Chen:アメリカでもインディーズゲームがメディアに注目されるようになったのは、ほんの2、3年前のことなんですよ。最近では学生プロジェクトからメインストリームの市場にデビューするという流れも生まれています。日本のゲーム開発者はもっと自分をプロモートすべきだと思う。アメリカのインディーズゲームのイベントはどの国からも出品も受けつけているのに、日本のゲームはどうして出品されないのでしょう? 僕のルームメイトは、インタラクティブノベルを自作して日本の同人イベントに出品しようとしていますが、その逆の流れがあまり見あたらないんですよね。

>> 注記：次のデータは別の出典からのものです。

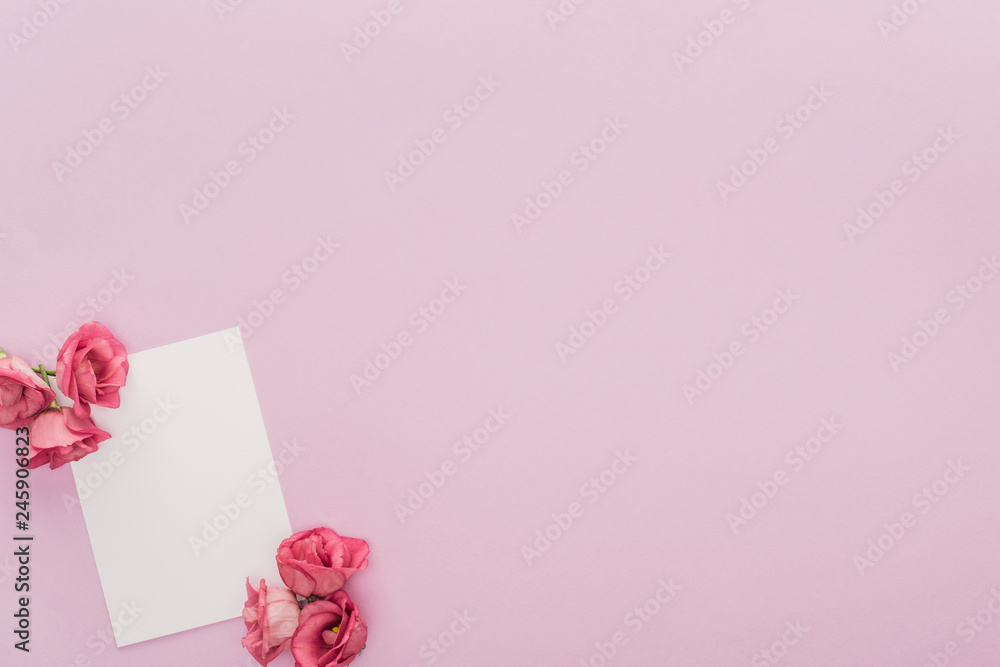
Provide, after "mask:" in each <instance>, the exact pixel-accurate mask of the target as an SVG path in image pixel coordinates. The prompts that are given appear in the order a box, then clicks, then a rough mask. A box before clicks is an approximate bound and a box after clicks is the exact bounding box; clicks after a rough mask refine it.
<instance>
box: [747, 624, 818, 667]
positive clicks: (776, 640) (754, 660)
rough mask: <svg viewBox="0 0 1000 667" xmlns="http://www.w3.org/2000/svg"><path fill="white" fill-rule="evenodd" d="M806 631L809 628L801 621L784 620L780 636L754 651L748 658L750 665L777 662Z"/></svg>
mask: <svg viewBox="0 0 1000 667" xmlns="http://www.w3.org/2000/svg"><path fill="white" fill-rule="evenodd" d="M807 632H809V628H806V627H803V626H802V622H801V621H786V622H785V630H784V632H782V633H781V637H779V638H778V639H776V640H775V641H774V642H772V643H771V645H770V646H768V647H767V648H766V649H764V650H763V651H760V652H758V653H755V654H754V656H753V657H752V658H751V659H750V667H770V666H771V665H776V664H778V663H779V662H780V661H781V660H782V659H784V657H785V656H786V655H788V651H789V649H790V648H791V647H792V646H795V645H796V644H798V643H799V642H800V641H801V640H802V637H804V636H805V634H806V633H807Z"/></svg>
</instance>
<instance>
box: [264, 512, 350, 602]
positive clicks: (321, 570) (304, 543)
mask: <svg viewBox="0 0 1000 667" xmlns="http://www.w3.org/2000/svg"><path fill="white" fill-rule="evenodd" d="M367 556H368V543H367V542H365V541H364V540H359V539H357V538H354V537H341V536H340V535H337V533H335V532H333V531H332V530H330V529H329V528H315V529H313V530H304V531H302V532H301V533H295V534H294V535H292V536H291V537H289V538H288V539H286V540H285V541H283V542H282V543H281V544H280V545H279V546H278V555H277V557H276V558H277V561H278V574H280V575H281V580H282V581H284V582H285V585H286V586H288V587H289V588H291V589H292V591H293V592H295V593H296V594H297V595H301V596H302V597H304V598H307V597H309V596H311V595H316V596H319V597H326V596H327V595H330V594H331V593H333V592H334V591H336V590H340V589H341V588H343V587H344V584H346V583H347V580H348V579H350V578H351V576H352V575H353V574H354V573H355V572H357V571H358V570H363V569H365V568H366V567H368V558H367Z"/></svg>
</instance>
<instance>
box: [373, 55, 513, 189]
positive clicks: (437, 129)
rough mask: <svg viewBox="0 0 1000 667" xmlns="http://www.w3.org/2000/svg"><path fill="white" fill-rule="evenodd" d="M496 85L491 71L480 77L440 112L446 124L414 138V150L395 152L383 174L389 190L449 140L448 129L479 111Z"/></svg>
mask: <svg viewBox="0 0 1000 667" xmlns="http://www.w3.org/2000/svg"><path fill="white" fill-rule="evenodd" d="M499 88H500V83H499V82H497V81H495V80H494V79H493V76H492V75H490V76H481V77H479V81H478V83H477V84H476V87H475V89H474V90H473V91H472V92H471V93H469V95H467V96H466V97H465V98H463V99H462V100H459V101H458V102H455V103H454V104H452V105H451V106H450V107H448V109H447V110H446V111H445V112H444V113H443V114H441V120H442V121H444V123H445V124H446V125H447V127H435V128H434V129H433V130H431V131H430V133H428V134H427V136H424V137H421V138H419V139H415V140H414V141H413V145H414V148H413V150H411V151H409V152H404V153H400V154H399V155H398V156H397V160H398V161H397V163H396V169H395V170H394V171H386V172H385V174H384V175H385V183H386V185H388V186H389V192H395V191H396V190H397V189H398V188H399V187H400V186H401V185H403V184H404V183H405V182H406V180H407V179H408V178H410V177H411V176H413V175H414V174H416V173H417V170H418V169H419V168H420V167H422V166H423V165H425V164H426V163H427V160H428V159H429V158H430V157H431V156H432V155H434V153H436V152H437V149H438V146H440V145H441V144H443V143H444V142H446V141H448V138H449V134H448V133H449V132H454V131H456V130H458V129H459V128H460V127H462V125H464V124H465V122H466V121H468V120H470V119H471V118H472V116H473V114H475V113H476V112H477V111H479V108H480V107H481V106H482V104H483V102H486V101H487V100H488V99H490V98H491V97H493V94H494V93H496V91H497V90H498V89H499Z"/></svg>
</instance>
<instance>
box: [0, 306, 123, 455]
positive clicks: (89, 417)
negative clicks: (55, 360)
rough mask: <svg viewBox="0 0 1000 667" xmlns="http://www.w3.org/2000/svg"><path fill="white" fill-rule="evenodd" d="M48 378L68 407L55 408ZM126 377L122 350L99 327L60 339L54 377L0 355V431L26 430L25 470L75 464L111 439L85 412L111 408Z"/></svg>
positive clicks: (45, 373) (118, 399)
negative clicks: (63, 397)
mask: <svg viewBox="0 0 1000 667" xmlns="http://www.w3.org/2000/svg"><path fill="white" fill-rule="evenodd" d="M53 375H54V376H55V378H56V384H57V386H58V387H59V391H61V392H62V393H63V395H64V396H66V398H69V399H70V400H72V401H73V406H72V407H61V406H60V405H59V404H58V402H57V400H56V395H55V392H54V391H53V390H52V384H51V383H50V382H49V376H53ZM127 375H128V355H127V354H126V352H125V346H124V345H122V343H121V341H119V340H118V339H117V338H115V337H114V336H113V335H112V334H111V332H110V331H108V329H107V327H105V326H104V325H103V324H100V323H99V322H88V323H87V324H84V325H83V326H82V327H80V328H79V329H78V330H77V331H76V332H75V333H73V335H72V336H70V337H69V338H67V339H66V342H65V343H63V346H62V349H61V350H59V356H58V358H57V359H56V370H55V371H50V370H48V369H47V368H45V366H44V364H43V365H40V366H38V367H37V368H32V367H30V366H28V364H27V363H26V362H25V361H24V360H23V359H21V357H18V356H12V357H8V356H7V355H6V354H5V353H4V351H3V350H2V349H0V427H2V428H9V429H18V428H22V427H25V426H27V427H28V429H29V433H30V445H29V447H28V461H29V462H28V466H27V467H28V468H37V467H39V466H43V465H45V464H46V463H47V464H49V467H50V468H52V469H55V468H58V467H59V466H61V465H65V464H67V463H69V462H70V461H78V460H80V459H82V458H83V457H84V456H86V455H87V454H91V453H93V452H96V451H97V445H98V444H99V443H101V442H103V441H105V440H107V439H108V438H110V437H111V435H110V434H108V433H107V432H106V431H102V430H101V429H99V428H97V426H96V425H95V424H94V420H93V419H91V417H90V406H91V405H100V406H102V407H108V408H117V407H118V406H119V405H120V399H119V397H118V390H119V389H121V388H122V387H124V386H125V377H126V376H127Z"/></svg>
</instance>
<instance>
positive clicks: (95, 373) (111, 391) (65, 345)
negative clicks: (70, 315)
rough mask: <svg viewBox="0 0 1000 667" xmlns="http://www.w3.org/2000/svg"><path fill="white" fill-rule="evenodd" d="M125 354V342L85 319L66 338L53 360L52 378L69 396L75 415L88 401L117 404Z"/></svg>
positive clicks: (86, 406)
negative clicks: (56, 382)
mask: <svg viewBox="0 0 1000 667" xmlns="http://www.w3.org/2000/svg"><path fill="white" fill-rule="evenodd" d="M126 375H128V358H127V355H126V353H125V346H124V345H122V343H121V341H119V340H118V339H117V338H115V337H114V336H113V335H111V332H110V331H108V329H107V327H105V326H104V325H103V324H101V323H100V322H87V323H86V324H84V325H83V326H82V327H80V328H79V329H77V331H76V332H75V333H74V334H73V335H72V336H70V337H69V338H67V339H66V342H65V343H63V346H62V349H61V350H59V357H58V359H57V361H56V381H57V382H58V383H59V390H60V391H62V393H63V394H65V395H66V398H70V399H72V400H73V412H74V413H76V416H77V417H86V416H88V415H89V414H90V405H91V404H93V405H100V406H103V407H106V408H117V407H118V406H119V405H120V403H121V401H120V399H119V397H118V390H119V389H121V388H122V387H124V386H125V376H126Z"/></svg>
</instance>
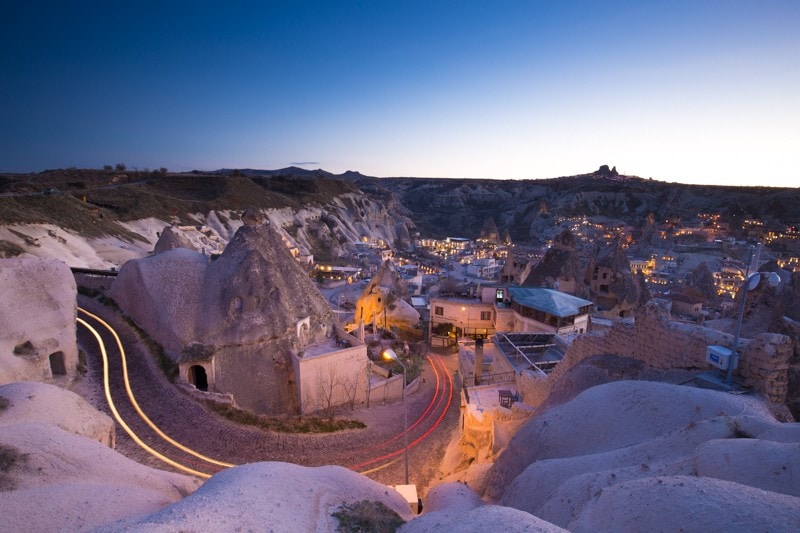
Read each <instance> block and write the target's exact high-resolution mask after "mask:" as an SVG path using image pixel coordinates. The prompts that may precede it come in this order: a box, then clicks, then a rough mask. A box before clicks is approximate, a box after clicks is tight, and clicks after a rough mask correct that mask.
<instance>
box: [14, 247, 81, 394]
mask: <svg viewBox="0 0 800 533" xmlns="http://www.w3.org/2000/svg"><path fill="white" fill-rule="evenodd" d="M76 292H77V289H76V286H75V279H74V278H73V276H72V272H70V270H69V267H67V265H66V264H64V263H62V262H61V261H57V260H54V259H38V258H25V259H22V258H17V259H2V260H0V294H2V295H3V305H0V384H4V383H10V382H13V381H26V380H30V381H50V380H52V379H53V378H58V377H60V376H73V377H74V376H75V372H76V367H77V364H78V349H77V345H76V343H75V317H76V313H77V304H76Z"/></svg>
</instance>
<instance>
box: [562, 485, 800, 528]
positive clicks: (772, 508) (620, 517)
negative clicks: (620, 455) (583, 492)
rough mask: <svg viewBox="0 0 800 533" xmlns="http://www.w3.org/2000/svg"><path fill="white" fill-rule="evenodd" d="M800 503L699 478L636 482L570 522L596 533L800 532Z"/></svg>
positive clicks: (774, 495)
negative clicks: (691, 532) (598, 531)
mask: <svg viewBox="0 0 800 533" xmlns="http://www.w3.org/2000/svg"><path fill="white" fill-rule="evenodd" d="M798 523H800V498H795V497H792V496H787V495H785V494H777V493H774V492H769V491H765V490H761V489H757V488H753V487H748V486H746V485H740V484H738V483H731V482H729V481H722V480H718V479H711V478H699V477H694V476H668V477H653V478H644V479H636V480H633V481H628V482H625V483H619V484H617V485H613V486H611V487H609V488H607V489H606V490H603V491H602V493H601V494H600V496H599V497H598V498H597V499H596V500H595V501H594V502H592V503H591V504H590V505H589V506H588V507H587V508H586V509H585V510H584V512H583V513H581V514H580V516H578V517H577V518H576V519H575V520H573V521H572V522H570V524H569V526H568V529H569V530H570V531H574V532H576V533H581V532H584V531H586V532H595V531H665V530H673V531H674V530H677V529H679V528H682V529H683V530H684V531H796V530H797V524H798Z"/></svg>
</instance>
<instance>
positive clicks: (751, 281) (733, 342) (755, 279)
mask: <svg viewBox="0 0 800 533" xmlns="http://www.w3.org/2000/svg"><path fill="white" fill-rule="evenodd" d="M762 279H766V280H767V283H769V284H770V286H771V287H777V286H778V283H780V281H781V278H780V276H778V274H776V273H775V272H753V273H752V274H750V275H748V276H747V277H745V278H744V281H743V282H742V286H741V287H740V289H739V293H740V294H741V295H742V299H741V301H740V302H739V316H738V317H737V318H736V331H735V332H734V335H733V349H732V350H731V351H732V353H731V358H730V361H729V362H728V371H727V374H726V375H725V383H726V384H728V385H731V384H732V383H733V369H734V368H736V367H737V366H738V364H739V334H740V333H741V330H742V319H743V318H744V302H745V300H746V299H747V291H752V290H753V289H755V288H756V287H758V285H759V284H760V283H761V280H762Z"/></svg>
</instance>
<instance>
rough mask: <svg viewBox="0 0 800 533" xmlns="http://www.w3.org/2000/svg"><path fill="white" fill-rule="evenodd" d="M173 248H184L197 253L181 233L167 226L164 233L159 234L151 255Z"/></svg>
mask: <svg viewBox="0 0 800 533" xmlns="http://www.w3.org/2000/svg"><path fill="white" fill-rule="evenodd" d="M175 248H186V249H188V250H192V251H195V252H197V251H199V250H197V247H196V246H195V245H194V243H193V242H192V241H191V239H189V237H187V236H186V235H185V234H184V232H183V231H181V230H179V229H178V228H176V227H173V226H167V227H166V228H164V231H162V232H161V236H160V237H159V238H158V242H157V243H156V246H155V248H154V249H153V253H156V254H160V253H163V252H166V251H168V250H172V249H175Z"/></svg>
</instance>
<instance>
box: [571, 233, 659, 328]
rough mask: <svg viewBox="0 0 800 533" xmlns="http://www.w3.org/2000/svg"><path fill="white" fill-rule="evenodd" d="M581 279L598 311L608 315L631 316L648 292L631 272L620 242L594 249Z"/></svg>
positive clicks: (626, 259) (607, 315)
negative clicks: (583, 276)
mask: <svg viewBox="0 0 800 533" xmlns="http://www.w3.org/2000/svg"><path fill="white" fill-rule="evenodd" d="M584 282H585V283H586V284H587V285H588V286H589V288H590V297H591V299H592V300H594V301H595V302H596V303H597V306H598V310H599V311H600V312H601V313H603V314H606V315H607V316H610V317H621V316H622V317H624V316H631V314H632V313H633V311H634V310H636V308H637V307H638V306H639V304H640V302H641V301H642V297H641V296H642V293H643V292H646V291H647V289H646V287H645V286H644V283H643V280H641V279H637V277H636V276H634V275H633V274H632V273H631V265H630V262H629V261H628V256H627V255H625V250H623V249H622V247H621V246H619V243H616V244H615V245H613V246H611V247H608V248H604V249H602V250H598V251H597V253H596V254H595V256H594V257H593V258H592V259H591V260H590V261H589V264H588V265H587V267H586V277H585V278H584Z"/></svg>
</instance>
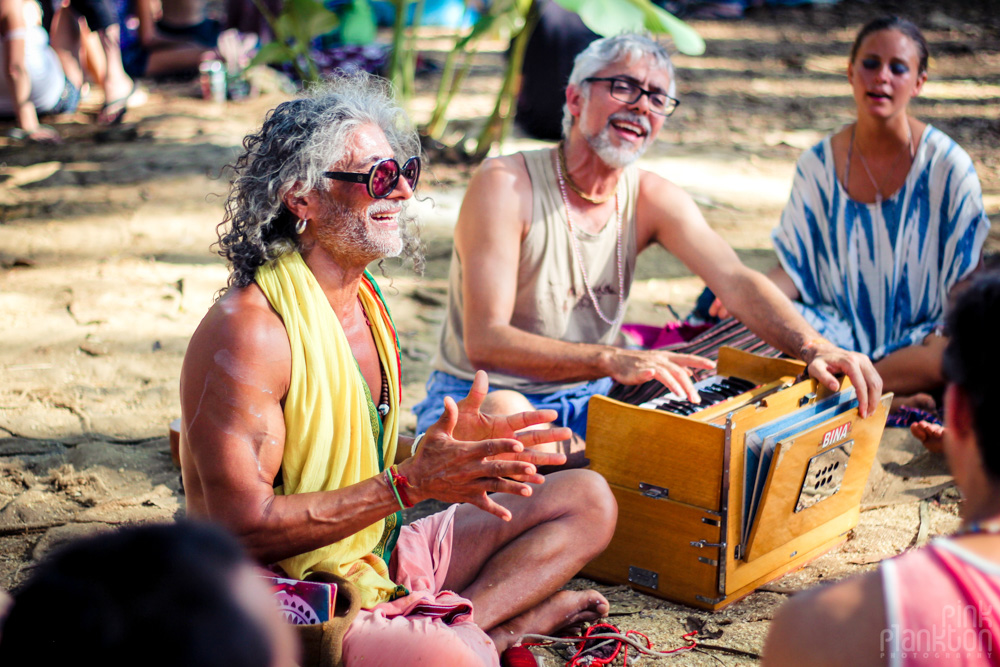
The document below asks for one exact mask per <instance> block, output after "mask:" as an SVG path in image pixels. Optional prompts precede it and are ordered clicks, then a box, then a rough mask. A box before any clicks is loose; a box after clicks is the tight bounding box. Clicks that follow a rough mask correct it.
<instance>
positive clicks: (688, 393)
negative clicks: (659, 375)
mask: <svg viewBox="0 0 1000 667" xmlns="http://www.w3.org/2000/svg"><path fill="white" fill-rule="evenodd" d="M678 370H679V369H678ZM657 379H658V380H660V382H663V384H665V385H667V386H668V387H670V389H671V391H673V392H674V393H675V394H677V395H678V396H687V399H688V400H689V401H691V402H692V403H701V396H699V395H698V392H697V391H696V390H695V388H694V383H693V382H691V378H690V377H689V376H688V375H687V374H686V373H679V374H669V373H664V374H663V377H662V378H659V377H658V378H657ZM665 380H666V381H665Z"/></svg>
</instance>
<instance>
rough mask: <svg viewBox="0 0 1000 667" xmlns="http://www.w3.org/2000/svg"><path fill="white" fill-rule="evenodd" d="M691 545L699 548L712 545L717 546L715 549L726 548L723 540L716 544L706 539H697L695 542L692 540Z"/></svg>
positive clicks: (712, 545) (724, 542) (694, 546)
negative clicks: (716, 548) (708, 540)
mask: <svg viewBox="0 0 1000 667" xmlns="http://www.w3.org/2000/svg"><path fill="white" fill-rule="evenodd" d="M691 546H693V547H697V548H699V549H704V548H705V547H714V548H717V549H725V548H726V543H725V542H719V543H718V544H716V543H715V542H709V541H707V540H698V541H697V542H692V543H691Z"/></svg>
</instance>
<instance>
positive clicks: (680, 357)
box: [670, 354, 715, 370]
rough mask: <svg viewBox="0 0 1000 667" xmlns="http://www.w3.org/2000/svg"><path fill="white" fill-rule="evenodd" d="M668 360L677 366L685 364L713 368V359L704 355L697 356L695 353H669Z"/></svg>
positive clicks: (702, 367)
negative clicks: (704, 355) (694, 353)
mask: <svg viewBox="0 0 1000 667" xmlns="http://www.w3.org/2000/svg"><path fill="white" fill-rule="evenodd" d="M670 362H671V363H674V364H677V365H678V366H686V367H687V368H704V369H707V370H713V369H714V368H715V362H714V361H712V360H711V359H706V358H705V357H699V356H698V355H696V354H671V355H670Z"/></svg>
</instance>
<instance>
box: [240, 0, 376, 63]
mask: <svg viewBox="0 0 1000 667" xmlns="http://www.w3.org/2000/svg"><path fill="white" fill-rule="evenodd" d="M253 3H254V5H256V7H257V9H258V11H260V13H261V15H262V16H263V17H264V19H265V20H266V21H267V23H268V25H270V26H271V31H272V32H274V41H273V42H268V43H267V44H265V45H264V46H262V47H261V49H260V50H259V51H258V52H257V55H255V56H254V58H253V60H252V61H250V66H251V67H253V66H254V65H270V64H275V63H290V64H291V65H292V67H294V68H295V71H296V73H297V74H298V75H299V78H300V79H302V80H303V81H306V82H314V81H318V80H319V68H318V67H316V61H315V60H313V57H312V54H311V53H310V52H309V46H310V44H311V43H312V40H313V39H315V38H316V37H319V36H320V35H325V34H326V33H328V32H330V31H331V30H334V29H336V28H337V26H338V25H339V24H340V21H339V19H338V18H337V15H336V14H334V13H333V12H331V11H330V10H329V9H327V8H326V7H324V6H323V3H322V2H318V0H285V2H284V5H283V7H282V9H281V13H280V14H278V15H277V16H275V15H274V14H272V13H271V12H270V10H268V8H267V6H265V5H264V3H263V2H261V0H253ZM369 9H370V8H369Z"/></svg>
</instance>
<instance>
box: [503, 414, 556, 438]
mask: <svg viewBox="0 0 1000 667" xmlns="http://www.w3.org/2000/svg"><path fill="white" fill-rule="evenodd" d="M558 418H559V413H558V412H556V411H555V410H548V409H546V410H526V411H525V412H518V413H517V414H513V415H508V416H507V425H508V426H509V427H510V430H512V431H520V430H521V429H523V428H528V427H529V426H537V425H538V424H548V423H551V422H554V421H555V420H556V419H558ZM522 442H523V441H522Z"/></svg>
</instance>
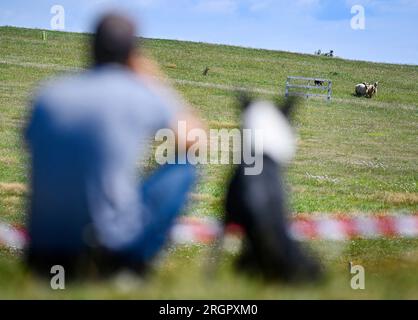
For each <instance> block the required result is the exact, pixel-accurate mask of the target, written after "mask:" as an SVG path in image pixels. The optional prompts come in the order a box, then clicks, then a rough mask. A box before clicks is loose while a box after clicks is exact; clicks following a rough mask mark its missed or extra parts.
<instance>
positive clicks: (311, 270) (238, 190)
mask: <svg viewBox="0 0 418 320" xmlns="http://www.w3.org/2000/svg"><path fill="white" fill-rule="evenodd" d="M294 105H295V100H294V99H293V98H288V99H287V100H286V102H285V104H284V106H283V108H281V109H280V110H279V109H278V107H277V106H276V105H275V104H274V103H273V102H266V101H264V102H260V101H253V100H252V99H249V98H245V99H241V106H242V108H243V128H250V129H260V125H261V124H263V128H261V129H264V132H263V137H267V136H268V135H272V136H271V137H268V139H267V141H263V145H264V152H262V153H261V154H256V156H259V157H262V158H263V171H262V172H261V174H259V175H245V168H246V167H247V165H246V164H240V165H238V166H237V168H236V169H235V172H234V175H233V177H232V179H231V181H230V185H229V187H228V192H227V198H226V216H225V223H226V224H229V223H238V224H240V225H241V226H242V227H243V229H244V233H245V238H244V244H245V245H244V249H243V252H242V253H241V256H240V258H239V261H238V266H239V267H240V268H241V269H243V270H246V271H254V272H255V273H257V274H260V275H263V276H265V277H266V278H273V279H274V278H280V279H283V280H287V281H292V280H313V279H316V278H317V277H318V276H319V275H320V267H319V265H318V264H317V262H316V261H315V260H314V259H312V258H310V257H308V256H307V255H306V254H305V253H304V252H303V251H302V250H301V248H300V247H299V244H298V243H297V242H295V241H294V240H292V239H291V237H290V236H289V230H288V223H287V215H288V209H287V200H286V198H287V195H286V192H285V189H286V188H285V186H284V182H283V170H284V167H285V164H286V163H288V162H289V161H290V159H291V158H292V157H293V155H294V152H295V150H296V139H295V134H294V132H293V129H292V128H291V126H290V123H289V120H288V119H289V115H290V113H291V110H292V108H293V107H294ZM267 110H268V112H267ZM254 117H255V118H256V119H254ZM268 127H269V128H268ZM277 134H278V135H277ZM255 150H256V149H254V151H255Z"/></svg>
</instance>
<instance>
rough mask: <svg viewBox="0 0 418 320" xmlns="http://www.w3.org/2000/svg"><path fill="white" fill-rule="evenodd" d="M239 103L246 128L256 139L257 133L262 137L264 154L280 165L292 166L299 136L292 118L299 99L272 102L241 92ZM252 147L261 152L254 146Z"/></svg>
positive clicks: (242, 116)
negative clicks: (297, 141)
mask: <svg viewBox="0 0 418 320" xmlns="http://www.w3.org/2000/svg"><path fill="white" fill-rule="evenodd" d="M238 101H239V103H240V106H241V108H242V110H243V114H242V127H243V129H250V130H251V132H252V135H255V134H256V132H258V133H259V134H260V135H261V137H262V148H261V150H262V153H263V154H265V155H268V156H270V157H271V158H272V159H273V160H274V161H276V162H277V163H280V164H287V163H289V162H290V161H291V160H292V159H293V157H294V155H295V153H296V134H295V132H294V130H293V128H292V126H291V117H292V114H293V111H294V110H295V108H296V105H297V101H298V99H297V98H295V97H289V98H286V99H284V100H280V99H279V98H277V97H276V98H275V99H274V100H272V101H269V100H260V99H255V98H253V97H251V96H250V95H249V94H247V93H242V92H240V94H239V95H238ZM244 142H245V141H244ZM251 143H252V144H253V143H254V141H252V142H251ZM250 147H251V150H253V151H254V152H257V148H254V145H251V146H250Z"/></svg>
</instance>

――たしかに。それは言葉の壁が大きいんでしょうけれど……。

Barnett:僕も言葉の問題を指摘しようと思うんですが、あるアンケートで、複数の言語をしゃべれるかという質問をしたところ、日本とアメリカがワースト3位に入っていたそうです。それだけ日米の言葉の壁は厚いし、アイデアのやりとりも少ないと思うんですよね。僕らが日本のインディーズゲームを探そうと思うとけっこう大変で、見つけても操作方法がわからない。アクションやシューティングだったら手探りでなんとかなるけれど、カットシーンのセリフはお手上げですしね。でも、『洞窟物語』のように英語化されて人気が広がった例もあります。英語圏の人間にとって日本語サイトはなかなか入りづらいので、まずは“Newgrounds”や“Kongregate”のように自作ソフトを紹介できるサイトに投稿してみたらどうでしょうか。

――どうもありがとうございました。

 インタビューを終えたあと、「日本のゲームの話ができて楽しかった」と楽しそうに語っていた2人。まだ20代という若さだが、子供時代に楽しんだゲームを生み出した国について、その現状を親身にとらえ、開発者にとって有益なアドバイスをしてくれたと思う。「日本のインディーズゲームをもっと見てみたい」という2人の言葉が印象的だった。